千尋の 底に落ちたる 馬鹿どもの 面に浴びせる ゆばりの煮え湯
*これは厳しいですね。獅子は千尋の谷底に我が子を落とすという言葉がありますから、どんな人が詠んだかはわかるでしょう。
「尋」は長さの単位で、古代中国では一尋は八尺ですが、日本では六尺に当たります。六尺は約1.8mですから、千尋がどれくらいかはわかりますね。まあ、千丈と同じで、とても長いという意味です。
「ゆばり」とは、「小便」のことだから、「ゆばりの煮え湯」がどういうものかはわかるでしょう。相変わらず、獅子は細かい文法など気にせず、頭から槌で殴ってくるような歌を詠みます。

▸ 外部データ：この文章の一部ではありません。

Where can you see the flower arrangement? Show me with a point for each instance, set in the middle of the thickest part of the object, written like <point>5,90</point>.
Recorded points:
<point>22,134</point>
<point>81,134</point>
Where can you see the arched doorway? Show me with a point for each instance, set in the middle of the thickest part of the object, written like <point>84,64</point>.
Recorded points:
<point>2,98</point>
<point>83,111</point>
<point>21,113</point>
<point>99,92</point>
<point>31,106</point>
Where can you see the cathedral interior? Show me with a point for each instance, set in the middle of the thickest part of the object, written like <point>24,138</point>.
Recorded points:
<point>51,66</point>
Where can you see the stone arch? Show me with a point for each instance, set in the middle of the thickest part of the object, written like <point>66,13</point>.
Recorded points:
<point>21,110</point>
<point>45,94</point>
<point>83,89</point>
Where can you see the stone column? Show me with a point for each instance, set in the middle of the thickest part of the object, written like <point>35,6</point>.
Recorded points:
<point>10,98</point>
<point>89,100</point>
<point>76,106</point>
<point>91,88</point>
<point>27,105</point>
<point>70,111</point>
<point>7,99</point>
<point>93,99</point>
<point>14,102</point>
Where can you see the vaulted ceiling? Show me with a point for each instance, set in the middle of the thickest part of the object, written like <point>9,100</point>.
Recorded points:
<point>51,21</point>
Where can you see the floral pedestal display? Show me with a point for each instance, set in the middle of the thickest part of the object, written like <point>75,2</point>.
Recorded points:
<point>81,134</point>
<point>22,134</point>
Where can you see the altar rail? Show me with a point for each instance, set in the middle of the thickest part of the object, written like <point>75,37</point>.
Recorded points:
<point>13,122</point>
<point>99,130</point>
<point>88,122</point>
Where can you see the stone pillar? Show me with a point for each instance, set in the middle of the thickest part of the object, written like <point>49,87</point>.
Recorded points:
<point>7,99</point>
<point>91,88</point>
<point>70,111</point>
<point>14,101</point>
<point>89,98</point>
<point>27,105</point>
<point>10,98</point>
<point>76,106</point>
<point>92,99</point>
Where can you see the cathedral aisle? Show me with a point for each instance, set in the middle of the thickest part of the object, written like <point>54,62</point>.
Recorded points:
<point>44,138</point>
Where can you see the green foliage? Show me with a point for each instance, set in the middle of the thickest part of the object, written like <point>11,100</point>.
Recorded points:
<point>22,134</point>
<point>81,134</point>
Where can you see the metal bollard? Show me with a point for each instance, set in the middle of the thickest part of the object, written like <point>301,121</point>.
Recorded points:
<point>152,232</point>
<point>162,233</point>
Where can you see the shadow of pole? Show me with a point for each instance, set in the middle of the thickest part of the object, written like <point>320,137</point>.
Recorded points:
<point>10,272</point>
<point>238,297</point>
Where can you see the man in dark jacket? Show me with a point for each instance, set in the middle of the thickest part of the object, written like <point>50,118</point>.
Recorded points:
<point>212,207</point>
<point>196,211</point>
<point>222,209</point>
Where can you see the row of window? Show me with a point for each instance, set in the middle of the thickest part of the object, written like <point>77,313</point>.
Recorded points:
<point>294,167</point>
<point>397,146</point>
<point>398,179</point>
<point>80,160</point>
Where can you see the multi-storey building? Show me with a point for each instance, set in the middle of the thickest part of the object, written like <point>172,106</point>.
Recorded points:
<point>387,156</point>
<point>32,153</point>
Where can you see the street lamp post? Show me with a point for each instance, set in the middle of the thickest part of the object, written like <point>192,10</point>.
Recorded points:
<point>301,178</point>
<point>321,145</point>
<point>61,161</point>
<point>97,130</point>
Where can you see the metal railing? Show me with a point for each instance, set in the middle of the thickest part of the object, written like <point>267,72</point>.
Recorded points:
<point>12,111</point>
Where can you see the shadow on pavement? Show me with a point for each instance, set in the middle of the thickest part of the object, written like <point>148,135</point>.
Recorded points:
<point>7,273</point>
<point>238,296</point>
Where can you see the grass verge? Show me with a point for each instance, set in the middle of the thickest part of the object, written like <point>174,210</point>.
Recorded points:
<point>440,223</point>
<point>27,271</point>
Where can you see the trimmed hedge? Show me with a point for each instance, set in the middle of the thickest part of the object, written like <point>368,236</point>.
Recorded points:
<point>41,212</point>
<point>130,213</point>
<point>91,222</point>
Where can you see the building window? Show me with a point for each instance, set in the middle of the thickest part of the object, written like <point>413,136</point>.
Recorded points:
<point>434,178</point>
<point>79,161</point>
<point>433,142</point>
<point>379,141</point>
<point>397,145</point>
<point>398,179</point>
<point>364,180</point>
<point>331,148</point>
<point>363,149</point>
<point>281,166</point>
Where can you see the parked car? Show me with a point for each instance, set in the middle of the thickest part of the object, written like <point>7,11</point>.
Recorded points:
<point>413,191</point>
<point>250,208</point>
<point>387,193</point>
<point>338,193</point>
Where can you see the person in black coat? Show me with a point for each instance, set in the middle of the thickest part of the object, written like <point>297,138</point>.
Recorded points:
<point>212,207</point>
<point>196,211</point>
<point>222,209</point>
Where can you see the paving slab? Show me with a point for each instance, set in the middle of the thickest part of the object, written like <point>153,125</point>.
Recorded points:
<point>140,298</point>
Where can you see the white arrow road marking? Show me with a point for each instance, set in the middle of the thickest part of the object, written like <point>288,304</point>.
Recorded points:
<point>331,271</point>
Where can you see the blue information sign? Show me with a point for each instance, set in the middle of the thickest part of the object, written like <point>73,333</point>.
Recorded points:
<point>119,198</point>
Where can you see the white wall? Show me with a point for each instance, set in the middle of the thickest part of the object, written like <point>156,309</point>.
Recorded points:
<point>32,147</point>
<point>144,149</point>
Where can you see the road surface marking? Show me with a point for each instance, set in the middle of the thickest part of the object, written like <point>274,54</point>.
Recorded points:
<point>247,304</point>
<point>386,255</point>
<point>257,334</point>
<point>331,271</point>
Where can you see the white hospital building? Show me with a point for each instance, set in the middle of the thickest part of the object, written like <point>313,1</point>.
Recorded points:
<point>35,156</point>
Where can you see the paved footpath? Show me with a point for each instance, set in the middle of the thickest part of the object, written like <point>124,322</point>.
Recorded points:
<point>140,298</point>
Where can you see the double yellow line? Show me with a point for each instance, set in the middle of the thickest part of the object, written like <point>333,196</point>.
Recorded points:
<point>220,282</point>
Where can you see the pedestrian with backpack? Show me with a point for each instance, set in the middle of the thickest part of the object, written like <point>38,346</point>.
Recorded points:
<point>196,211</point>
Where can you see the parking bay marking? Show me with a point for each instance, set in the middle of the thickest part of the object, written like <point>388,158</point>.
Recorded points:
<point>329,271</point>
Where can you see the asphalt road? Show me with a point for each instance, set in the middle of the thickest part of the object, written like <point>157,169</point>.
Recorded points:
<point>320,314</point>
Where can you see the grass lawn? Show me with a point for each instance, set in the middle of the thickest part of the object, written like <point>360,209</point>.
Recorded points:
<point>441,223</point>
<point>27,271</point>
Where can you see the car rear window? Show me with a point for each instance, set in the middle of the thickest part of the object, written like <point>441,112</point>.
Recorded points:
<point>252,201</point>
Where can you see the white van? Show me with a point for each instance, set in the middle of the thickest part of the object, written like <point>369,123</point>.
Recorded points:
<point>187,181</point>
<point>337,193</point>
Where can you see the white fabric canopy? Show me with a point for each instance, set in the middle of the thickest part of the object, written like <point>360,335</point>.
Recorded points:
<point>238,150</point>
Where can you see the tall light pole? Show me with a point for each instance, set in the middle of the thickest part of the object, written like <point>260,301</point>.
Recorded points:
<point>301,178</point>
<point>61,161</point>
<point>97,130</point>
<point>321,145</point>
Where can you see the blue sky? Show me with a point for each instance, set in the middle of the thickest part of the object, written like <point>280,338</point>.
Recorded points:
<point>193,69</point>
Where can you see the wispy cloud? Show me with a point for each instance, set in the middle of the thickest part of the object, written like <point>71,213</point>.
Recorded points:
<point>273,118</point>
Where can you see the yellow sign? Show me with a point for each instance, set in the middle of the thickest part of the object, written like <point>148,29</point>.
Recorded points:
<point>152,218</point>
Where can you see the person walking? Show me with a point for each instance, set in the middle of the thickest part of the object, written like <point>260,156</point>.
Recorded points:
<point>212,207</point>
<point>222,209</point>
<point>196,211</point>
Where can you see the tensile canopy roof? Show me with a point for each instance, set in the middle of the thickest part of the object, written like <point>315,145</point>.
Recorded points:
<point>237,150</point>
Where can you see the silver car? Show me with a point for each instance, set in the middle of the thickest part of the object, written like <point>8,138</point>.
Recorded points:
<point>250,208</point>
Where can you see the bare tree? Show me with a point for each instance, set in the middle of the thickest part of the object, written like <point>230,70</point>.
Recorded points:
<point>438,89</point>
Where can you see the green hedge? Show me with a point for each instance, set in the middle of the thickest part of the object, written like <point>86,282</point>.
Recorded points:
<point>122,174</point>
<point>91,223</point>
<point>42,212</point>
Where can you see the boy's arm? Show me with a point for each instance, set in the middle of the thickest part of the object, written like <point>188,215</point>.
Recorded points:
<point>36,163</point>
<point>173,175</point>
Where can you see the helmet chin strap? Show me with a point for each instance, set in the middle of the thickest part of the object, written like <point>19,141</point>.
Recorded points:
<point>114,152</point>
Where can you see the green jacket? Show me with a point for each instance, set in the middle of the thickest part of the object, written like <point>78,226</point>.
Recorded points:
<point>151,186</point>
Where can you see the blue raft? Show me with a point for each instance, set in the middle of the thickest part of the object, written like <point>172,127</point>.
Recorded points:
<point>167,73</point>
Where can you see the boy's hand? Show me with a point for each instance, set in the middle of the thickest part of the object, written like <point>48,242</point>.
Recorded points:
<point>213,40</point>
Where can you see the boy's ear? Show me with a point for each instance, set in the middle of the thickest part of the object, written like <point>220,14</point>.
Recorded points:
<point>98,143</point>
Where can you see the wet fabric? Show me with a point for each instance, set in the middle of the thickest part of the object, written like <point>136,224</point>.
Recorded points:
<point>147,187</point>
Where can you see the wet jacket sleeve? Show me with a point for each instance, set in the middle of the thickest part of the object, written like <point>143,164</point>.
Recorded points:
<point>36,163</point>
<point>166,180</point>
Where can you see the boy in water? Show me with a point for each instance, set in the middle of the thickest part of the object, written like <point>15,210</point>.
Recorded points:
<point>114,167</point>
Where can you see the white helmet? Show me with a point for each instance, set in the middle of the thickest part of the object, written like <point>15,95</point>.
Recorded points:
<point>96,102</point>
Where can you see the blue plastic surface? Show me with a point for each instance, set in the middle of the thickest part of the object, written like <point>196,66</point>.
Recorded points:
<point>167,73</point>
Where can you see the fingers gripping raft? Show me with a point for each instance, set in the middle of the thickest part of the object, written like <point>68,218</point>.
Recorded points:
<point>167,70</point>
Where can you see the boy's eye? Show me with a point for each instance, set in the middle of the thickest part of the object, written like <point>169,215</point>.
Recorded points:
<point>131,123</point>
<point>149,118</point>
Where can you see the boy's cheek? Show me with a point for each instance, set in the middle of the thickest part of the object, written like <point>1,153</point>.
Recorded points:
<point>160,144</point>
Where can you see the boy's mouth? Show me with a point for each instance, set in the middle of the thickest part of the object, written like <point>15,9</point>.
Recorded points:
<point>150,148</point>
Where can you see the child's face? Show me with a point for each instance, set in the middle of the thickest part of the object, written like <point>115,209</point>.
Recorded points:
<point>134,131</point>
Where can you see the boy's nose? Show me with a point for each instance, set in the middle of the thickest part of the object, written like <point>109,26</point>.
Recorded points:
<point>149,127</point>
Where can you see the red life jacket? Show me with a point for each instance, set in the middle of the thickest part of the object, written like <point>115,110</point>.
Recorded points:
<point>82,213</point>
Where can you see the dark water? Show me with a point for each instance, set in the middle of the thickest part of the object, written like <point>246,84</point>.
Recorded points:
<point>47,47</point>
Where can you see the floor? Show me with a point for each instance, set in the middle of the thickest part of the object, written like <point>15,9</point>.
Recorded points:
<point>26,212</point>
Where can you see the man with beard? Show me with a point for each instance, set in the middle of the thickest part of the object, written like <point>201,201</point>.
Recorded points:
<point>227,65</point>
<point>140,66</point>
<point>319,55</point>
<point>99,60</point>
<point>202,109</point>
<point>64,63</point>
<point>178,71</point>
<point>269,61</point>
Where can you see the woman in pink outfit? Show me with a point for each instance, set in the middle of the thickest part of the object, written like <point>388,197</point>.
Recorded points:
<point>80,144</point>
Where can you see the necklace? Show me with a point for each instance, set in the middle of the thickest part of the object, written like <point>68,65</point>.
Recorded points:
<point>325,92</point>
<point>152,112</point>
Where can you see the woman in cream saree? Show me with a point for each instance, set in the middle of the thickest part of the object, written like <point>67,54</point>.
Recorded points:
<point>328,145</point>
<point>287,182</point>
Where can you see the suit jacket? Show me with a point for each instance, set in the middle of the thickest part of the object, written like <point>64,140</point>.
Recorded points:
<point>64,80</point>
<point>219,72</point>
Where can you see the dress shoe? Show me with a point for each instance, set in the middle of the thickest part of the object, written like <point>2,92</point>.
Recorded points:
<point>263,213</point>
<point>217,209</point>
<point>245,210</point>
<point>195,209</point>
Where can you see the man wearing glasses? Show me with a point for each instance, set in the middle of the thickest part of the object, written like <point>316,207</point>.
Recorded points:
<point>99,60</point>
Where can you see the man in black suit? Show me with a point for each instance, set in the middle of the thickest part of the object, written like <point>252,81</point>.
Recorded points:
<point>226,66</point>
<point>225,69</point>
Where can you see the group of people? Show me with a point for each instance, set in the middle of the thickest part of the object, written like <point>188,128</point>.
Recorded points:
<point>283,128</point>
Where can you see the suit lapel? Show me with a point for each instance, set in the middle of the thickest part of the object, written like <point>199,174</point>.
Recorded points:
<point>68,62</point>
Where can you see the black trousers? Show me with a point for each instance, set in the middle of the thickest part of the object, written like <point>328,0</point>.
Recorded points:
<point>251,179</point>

こういうことをする人を、わたしは知っていますよ。獅子の星でも熱い人だ。人間の馬鹿のために、厳しいなどというものではないことをしてくれる。ひん曲がった根性を叩き直すために、あらゆることをしてくれます。
それはもう、千尋の谷底に落とされて呻きあえいでいる馬鹿の顔に、煮えた小便のようなものをひっかけるなんてことは、すぐにやってくれます。むごいですね。
人間は、イエスのような甘くてやさしい愛ばかりが、神の愛だと思っているようだが、それは、甘い甘い。非情ということを、愛でやってくれる、厳しい存在もたくさんいるのです。それくらいやらないと、馬鹿者の根性というのは直らない。
いつまでも、馬鹿なことをやって人をだましていれば、自分が得できると思い込んでいるような馬鹿を、愛の道に目覚めさせるには、苦労とか苦悩とかいうものではない試練を食わさねばならないのだ。
阿呆は心底震えるでしょう。
愛を甘いものだと思い込んで、そういう甘い愛をことごとく攻撃して滅ぼしてしまえば、こういう激しく厳しい獅子がやって来るのです。
鞭とか獅子とかいう言葉を、愛の一つの姿を現す言葉として、覚えておきなさい。自分のために、涙も流さずあざけるように吠えながら、人間の馬鹿を鞭で翻弄してくれる愛があるのです。そういう目に自分が合うときは、獅子が来たと言えばよい。
これから、そういうことはたぶん、たくさんあることでしょう。